Porém, alguns estudos destacam que tais políticas foram essenciais para que os jovens pobres pudessem acessar o ensino superior, o que implica em uma concreta mudança de status social. O estudo de Carvalho e Waltenbg (2015), que utilizou os dados da Pesquisa Nacional por Amostra de Domicílios (Pnad) do IBGE de 2003 e 2013 para comparação das oportunidades e desigualdades no acesso ao ensino superior brasileiro, constatou que, no período de 10 anos estudado, após as ações afirmativas, a disponibilidade do ensino superior público e privado para a sociedade aumentou (de 28,5% para 31,6%) e a desigualdade no acesso ao ensino superior

caiu, o que significa que a distribuição das vagas está ligeiramente mais homogênea entre os grupos de diferentes classes sociais.

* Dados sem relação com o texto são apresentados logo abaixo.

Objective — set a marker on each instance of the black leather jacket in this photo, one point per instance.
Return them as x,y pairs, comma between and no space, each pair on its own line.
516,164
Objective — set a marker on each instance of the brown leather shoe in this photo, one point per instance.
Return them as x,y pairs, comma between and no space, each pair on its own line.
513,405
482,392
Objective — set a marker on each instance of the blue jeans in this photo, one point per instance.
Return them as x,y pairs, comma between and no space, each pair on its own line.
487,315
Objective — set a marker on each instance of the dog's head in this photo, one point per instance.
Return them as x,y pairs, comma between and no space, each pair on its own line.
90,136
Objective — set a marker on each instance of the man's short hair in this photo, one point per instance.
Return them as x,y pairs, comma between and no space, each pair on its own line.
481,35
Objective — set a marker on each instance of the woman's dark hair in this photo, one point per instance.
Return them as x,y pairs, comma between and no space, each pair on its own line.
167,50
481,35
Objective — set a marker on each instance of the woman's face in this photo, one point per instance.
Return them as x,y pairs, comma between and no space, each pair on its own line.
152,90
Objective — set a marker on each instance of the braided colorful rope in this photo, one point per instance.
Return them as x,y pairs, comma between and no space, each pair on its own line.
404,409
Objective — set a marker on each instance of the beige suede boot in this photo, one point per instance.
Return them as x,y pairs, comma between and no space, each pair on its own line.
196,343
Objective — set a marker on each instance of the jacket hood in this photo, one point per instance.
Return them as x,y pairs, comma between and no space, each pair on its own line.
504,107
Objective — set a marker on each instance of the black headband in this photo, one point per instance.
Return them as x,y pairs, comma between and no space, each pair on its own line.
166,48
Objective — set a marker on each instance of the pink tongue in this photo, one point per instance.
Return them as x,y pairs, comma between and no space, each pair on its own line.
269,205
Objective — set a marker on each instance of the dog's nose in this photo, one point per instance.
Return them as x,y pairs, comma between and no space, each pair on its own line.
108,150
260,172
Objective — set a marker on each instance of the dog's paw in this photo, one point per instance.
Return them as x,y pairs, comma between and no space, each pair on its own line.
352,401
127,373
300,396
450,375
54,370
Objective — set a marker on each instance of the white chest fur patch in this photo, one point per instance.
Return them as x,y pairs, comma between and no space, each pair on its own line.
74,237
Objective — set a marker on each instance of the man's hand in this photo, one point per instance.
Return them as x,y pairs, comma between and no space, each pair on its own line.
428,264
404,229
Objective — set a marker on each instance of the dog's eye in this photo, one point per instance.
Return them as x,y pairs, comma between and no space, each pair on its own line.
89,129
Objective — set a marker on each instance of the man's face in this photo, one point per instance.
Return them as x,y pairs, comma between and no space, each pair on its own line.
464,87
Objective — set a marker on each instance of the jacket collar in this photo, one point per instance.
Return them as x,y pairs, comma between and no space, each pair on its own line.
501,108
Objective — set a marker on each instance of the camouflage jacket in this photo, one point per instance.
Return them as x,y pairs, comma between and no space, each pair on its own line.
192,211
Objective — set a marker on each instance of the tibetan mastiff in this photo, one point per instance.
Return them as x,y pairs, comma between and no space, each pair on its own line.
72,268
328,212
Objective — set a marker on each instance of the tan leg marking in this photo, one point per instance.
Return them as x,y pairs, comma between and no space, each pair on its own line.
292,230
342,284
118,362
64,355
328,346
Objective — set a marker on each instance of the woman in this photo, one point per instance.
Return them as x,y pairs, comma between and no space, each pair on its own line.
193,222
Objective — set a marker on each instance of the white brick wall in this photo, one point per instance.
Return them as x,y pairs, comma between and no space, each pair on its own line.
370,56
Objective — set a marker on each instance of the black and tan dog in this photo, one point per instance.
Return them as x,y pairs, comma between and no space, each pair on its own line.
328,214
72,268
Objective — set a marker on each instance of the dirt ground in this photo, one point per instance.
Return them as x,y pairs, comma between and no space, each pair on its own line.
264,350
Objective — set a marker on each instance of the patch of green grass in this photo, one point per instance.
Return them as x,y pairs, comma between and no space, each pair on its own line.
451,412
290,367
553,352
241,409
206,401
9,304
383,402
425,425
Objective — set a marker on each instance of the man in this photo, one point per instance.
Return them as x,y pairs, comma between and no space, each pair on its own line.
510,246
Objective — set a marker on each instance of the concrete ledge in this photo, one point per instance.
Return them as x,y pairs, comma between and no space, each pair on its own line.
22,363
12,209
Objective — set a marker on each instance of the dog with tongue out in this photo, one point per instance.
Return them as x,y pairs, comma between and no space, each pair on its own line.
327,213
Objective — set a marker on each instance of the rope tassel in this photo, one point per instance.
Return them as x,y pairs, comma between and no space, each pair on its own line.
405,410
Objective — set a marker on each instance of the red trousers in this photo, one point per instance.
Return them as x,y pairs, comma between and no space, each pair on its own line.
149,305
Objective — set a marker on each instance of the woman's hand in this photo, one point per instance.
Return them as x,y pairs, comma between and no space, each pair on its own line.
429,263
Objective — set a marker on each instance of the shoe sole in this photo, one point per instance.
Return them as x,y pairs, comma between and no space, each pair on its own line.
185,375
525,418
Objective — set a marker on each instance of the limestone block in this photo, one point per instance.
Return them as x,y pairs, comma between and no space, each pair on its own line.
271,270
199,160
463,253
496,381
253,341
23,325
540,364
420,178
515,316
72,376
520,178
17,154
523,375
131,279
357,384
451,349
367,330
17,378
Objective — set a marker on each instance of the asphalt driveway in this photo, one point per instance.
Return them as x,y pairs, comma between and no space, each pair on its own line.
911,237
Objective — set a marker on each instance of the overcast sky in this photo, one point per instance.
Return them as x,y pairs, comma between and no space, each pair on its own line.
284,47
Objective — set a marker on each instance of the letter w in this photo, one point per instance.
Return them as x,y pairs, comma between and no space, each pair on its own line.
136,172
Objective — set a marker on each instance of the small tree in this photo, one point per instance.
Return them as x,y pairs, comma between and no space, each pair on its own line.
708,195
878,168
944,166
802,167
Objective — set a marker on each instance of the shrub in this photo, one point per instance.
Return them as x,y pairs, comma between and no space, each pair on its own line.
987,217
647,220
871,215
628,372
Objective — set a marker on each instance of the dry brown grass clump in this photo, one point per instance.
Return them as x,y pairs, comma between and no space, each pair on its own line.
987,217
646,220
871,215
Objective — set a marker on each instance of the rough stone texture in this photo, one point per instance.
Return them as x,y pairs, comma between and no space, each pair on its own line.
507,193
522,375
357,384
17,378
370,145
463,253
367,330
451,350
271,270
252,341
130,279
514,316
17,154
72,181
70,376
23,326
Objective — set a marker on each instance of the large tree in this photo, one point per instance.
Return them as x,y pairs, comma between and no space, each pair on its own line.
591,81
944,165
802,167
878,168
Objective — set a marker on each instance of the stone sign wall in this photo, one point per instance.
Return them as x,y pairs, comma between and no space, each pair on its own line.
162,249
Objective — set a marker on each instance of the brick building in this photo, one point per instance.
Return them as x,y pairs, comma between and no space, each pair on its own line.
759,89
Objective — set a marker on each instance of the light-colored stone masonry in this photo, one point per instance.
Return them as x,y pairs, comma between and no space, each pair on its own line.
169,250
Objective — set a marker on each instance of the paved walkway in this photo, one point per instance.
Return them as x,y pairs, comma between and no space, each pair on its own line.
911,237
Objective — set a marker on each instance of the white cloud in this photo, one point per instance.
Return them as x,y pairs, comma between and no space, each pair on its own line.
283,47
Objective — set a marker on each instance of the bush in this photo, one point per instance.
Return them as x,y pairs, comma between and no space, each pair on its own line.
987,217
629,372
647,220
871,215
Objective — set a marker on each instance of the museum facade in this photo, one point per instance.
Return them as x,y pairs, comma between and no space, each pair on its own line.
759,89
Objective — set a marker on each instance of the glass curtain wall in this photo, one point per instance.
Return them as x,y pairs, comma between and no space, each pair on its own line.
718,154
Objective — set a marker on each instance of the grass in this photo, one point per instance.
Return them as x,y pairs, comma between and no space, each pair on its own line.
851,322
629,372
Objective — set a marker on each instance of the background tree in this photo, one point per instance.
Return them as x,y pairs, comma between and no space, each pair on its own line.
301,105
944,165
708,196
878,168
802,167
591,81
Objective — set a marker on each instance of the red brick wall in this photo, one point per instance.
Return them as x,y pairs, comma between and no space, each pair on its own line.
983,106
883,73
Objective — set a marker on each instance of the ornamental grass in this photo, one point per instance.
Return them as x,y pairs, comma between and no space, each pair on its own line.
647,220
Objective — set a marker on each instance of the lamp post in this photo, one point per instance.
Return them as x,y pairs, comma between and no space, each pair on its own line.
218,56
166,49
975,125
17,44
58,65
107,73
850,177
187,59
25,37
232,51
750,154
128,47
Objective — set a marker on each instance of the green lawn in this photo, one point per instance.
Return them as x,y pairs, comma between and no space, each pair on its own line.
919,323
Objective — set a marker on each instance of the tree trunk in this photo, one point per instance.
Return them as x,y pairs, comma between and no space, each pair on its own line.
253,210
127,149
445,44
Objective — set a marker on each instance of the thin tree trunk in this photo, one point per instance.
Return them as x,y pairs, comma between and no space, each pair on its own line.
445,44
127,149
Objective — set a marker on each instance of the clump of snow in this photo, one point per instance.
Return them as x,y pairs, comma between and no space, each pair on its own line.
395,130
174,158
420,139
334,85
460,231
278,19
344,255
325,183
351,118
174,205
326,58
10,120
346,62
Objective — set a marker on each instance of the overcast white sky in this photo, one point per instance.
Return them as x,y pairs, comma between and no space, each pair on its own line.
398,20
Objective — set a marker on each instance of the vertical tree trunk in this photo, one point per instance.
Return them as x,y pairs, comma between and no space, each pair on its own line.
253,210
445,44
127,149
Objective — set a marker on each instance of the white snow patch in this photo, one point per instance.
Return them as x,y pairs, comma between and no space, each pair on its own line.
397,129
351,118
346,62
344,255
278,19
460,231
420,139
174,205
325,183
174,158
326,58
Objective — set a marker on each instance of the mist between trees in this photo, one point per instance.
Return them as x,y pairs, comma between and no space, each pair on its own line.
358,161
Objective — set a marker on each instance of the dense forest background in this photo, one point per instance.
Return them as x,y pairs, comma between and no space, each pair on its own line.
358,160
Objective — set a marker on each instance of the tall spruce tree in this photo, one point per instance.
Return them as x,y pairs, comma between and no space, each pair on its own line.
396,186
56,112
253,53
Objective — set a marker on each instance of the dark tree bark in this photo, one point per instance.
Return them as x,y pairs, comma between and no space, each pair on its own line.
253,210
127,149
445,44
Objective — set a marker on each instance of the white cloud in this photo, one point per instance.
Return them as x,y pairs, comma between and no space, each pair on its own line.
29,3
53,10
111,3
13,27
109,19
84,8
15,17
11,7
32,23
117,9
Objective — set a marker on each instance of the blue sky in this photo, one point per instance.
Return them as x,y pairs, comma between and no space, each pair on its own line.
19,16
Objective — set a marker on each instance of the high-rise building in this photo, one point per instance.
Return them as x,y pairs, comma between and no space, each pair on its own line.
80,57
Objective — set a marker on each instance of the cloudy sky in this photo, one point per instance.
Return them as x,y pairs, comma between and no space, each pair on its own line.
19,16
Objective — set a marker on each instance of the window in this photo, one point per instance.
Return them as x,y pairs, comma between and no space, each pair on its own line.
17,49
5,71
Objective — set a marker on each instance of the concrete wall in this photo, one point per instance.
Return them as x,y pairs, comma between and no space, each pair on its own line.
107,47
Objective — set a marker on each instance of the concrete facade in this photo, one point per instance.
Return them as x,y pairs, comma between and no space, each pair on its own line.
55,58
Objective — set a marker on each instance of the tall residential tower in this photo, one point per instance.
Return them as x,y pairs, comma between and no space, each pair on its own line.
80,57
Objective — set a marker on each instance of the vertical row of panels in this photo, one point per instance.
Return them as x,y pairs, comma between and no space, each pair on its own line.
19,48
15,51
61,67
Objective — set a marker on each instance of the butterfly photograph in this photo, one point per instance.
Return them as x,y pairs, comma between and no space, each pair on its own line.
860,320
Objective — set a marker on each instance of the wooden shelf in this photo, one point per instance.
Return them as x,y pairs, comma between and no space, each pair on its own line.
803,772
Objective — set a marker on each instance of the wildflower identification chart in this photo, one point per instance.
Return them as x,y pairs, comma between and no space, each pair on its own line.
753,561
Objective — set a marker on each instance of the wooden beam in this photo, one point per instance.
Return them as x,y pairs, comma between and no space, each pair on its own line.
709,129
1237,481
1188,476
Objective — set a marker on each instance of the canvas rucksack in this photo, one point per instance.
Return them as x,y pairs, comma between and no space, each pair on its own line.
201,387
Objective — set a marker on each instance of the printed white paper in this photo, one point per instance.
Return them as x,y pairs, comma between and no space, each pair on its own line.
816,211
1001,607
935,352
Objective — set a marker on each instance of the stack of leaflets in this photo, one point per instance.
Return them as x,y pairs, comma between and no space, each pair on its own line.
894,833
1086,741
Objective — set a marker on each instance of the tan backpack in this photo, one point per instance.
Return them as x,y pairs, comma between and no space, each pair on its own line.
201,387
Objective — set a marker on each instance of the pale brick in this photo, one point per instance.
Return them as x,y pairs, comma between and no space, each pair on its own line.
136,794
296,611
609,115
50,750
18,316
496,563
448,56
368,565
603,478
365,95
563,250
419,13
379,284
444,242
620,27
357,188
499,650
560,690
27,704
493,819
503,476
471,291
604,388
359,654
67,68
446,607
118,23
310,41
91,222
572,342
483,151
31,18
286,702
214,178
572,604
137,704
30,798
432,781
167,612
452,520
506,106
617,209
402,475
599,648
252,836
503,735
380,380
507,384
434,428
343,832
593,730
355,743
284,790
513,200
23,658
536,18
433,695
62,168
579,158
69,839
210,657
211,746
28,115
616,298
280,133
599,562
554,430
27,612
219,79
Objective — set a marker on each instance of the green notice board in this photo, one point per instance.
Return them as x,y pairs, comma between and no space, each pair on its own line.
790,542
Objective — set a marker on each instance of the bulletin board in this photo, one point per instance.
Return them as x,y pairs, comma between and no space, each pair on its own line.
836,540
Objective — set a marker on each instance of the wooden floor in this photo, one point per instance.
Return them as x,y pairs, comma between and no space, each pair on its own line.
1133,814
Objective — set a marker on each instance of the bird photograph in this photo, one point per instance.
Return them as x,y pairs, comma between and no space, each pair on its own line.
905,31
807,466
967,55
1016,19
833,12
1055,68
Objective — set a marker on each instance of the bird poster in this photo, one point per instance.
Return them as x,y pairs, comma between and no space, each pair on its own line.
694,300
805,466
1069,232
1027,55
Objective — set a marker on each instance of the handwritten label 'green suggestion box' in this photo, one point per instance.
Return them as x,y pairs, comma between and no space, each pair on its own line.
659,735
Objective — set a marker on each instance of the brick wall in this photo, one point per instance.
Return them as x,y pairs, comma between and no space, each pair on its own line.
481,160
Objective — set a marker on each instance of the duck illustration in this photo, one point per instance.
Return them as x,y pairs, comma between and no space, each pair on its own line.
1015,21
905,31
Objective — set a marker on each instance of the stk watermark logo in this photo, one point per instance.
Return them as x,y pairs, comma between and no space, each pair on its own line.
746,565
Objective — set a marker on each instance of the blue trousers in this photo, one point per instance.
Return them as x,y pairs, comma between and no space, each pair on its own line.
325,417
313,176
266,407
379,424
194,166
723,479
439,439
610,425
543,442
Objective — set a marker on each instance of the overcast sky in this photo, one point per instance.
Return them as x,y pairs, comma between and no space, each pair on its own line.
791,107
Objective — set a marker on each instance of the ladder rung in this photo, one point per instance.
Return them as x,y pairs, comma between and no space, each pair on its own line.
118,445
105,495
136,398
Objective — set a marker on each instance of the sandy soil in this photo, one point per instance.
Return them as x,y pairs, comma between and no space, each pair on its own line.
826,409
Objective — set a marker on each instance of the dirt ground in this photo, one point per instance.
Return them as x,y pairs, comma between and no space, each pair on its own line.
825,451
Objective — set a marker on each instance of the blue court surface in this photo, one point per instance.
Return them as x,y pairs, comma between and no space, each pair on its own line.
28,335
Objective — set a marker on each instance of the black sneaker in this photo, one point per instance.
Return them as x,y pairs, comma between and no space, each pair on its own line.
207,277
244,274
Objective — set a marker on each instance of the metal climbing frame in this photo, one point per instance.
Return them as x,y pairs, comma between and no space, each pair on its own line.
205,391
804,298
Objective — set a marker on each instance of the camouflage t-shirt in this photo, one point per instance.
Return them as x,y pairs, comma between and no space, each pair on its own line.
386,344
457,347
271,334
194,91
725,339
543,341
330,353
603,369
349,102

Valladares (2009), em um estudo com jovens moradores de favela graduados e graduandos em instituições de ensino superior, antes mesmo da instituição da lei nacional de cotas (mas já com o Prouni, Reuni e Fies instituídos), já afirmava que “estamos diante de um processo significativo de mobilidade social por intermédio da educação. Mediante o acesso de alguns ao ensino superior, a população das favelas se diversifica e complexifica, afetando assim a estrutura social” (p.154). Para além das mudanças concretas no status social relacionadas ao ingresso na educação superior, existe ainda uma mudança simbólica relacionadas à cultura brasileira no que se refere à formação acadêmica:

A necessidade de “ser alguém”, de ser “diferente dos outros”, é muito enfatizada. Lembremo-nos de que, no Brasil, obter um diploma universitário é indicador de ascensão social. Um certificado de curso superior significa uma ascensão em termos de status e também uma mudança subjetiva que implica uma nova visão de mundo, novos valores, novas amizades, novos conhecimentos, novas relações sociais. Ser detentor de um título universitário permitiria, assim, a alguns moradores de favelas, sobressair em meio a uma multidão de “iguais” (VALLADARES, 2009, p. 168).

Acreditamos que as políticas de acesso ao ensino superior têm um impacto na ampliação de mobilidade dos jovens, na medida em que a universidade está localizada efetivamente em outro espaço físico geográfico, não aqueles onde vivem. Assim, mais significativa é a ampliação de ofertas e possibilidades de circulação social e cultural cotidiana. O acesso a mais informação e ampliação de capital cultural dos contemplados pode refletir diretamente em sua mobilidade urbana cotidiana.

Mesmo com a organização da juventude periférica em coletivos e a inserção de parte desse grupo na educação superior e no mercado de trabalho, ainda se tem uma dificuldade na saída dos jovens da periferia para os grandes centros urbanos, como explanaremos mais adiante. Ser um jovem pobre morador de favela no Brasil ainda acarreta estigmas que continuam sendo reproduzidos socialmente e que levam a diferentes tipos de violações de direitos e violências cotidianas. As representações sociais sobre as favelas e as juventudes ainda estão fortemente enraizadas no imaginário popular.

Os avanços conquistados são inegáveis, porém ainda não o suficiente para uma mudança na condição juvenil. Muitas das políticas públicas de diminuição da desigualdade social

atingiram parte dessa população, mas ainda deixaram muitos de fora. Apesar de sua importância no que se refere à diminuição da desigualdade social no Brasil, ainda é preciso um olhar crítico para essas políticas que, em muitos momentos, aproximam-se mais da lógica de inserção para o mercado do que pelo viés do direito e da cidadania (OLIVEIRA; MELLO NETO, 2015).

Acreditamos que parte da dificuldade do segmento juvenil em efetivar seu direito à cidade vem das questões relacionadas à sua mobilidade urbana cotidiana. Buscamos então compreender se abordar a sua mobilidade nos possibilitaria apreender mais elementos sobre o cotidiano e as possibilidades de ampliação de sua participação social e política.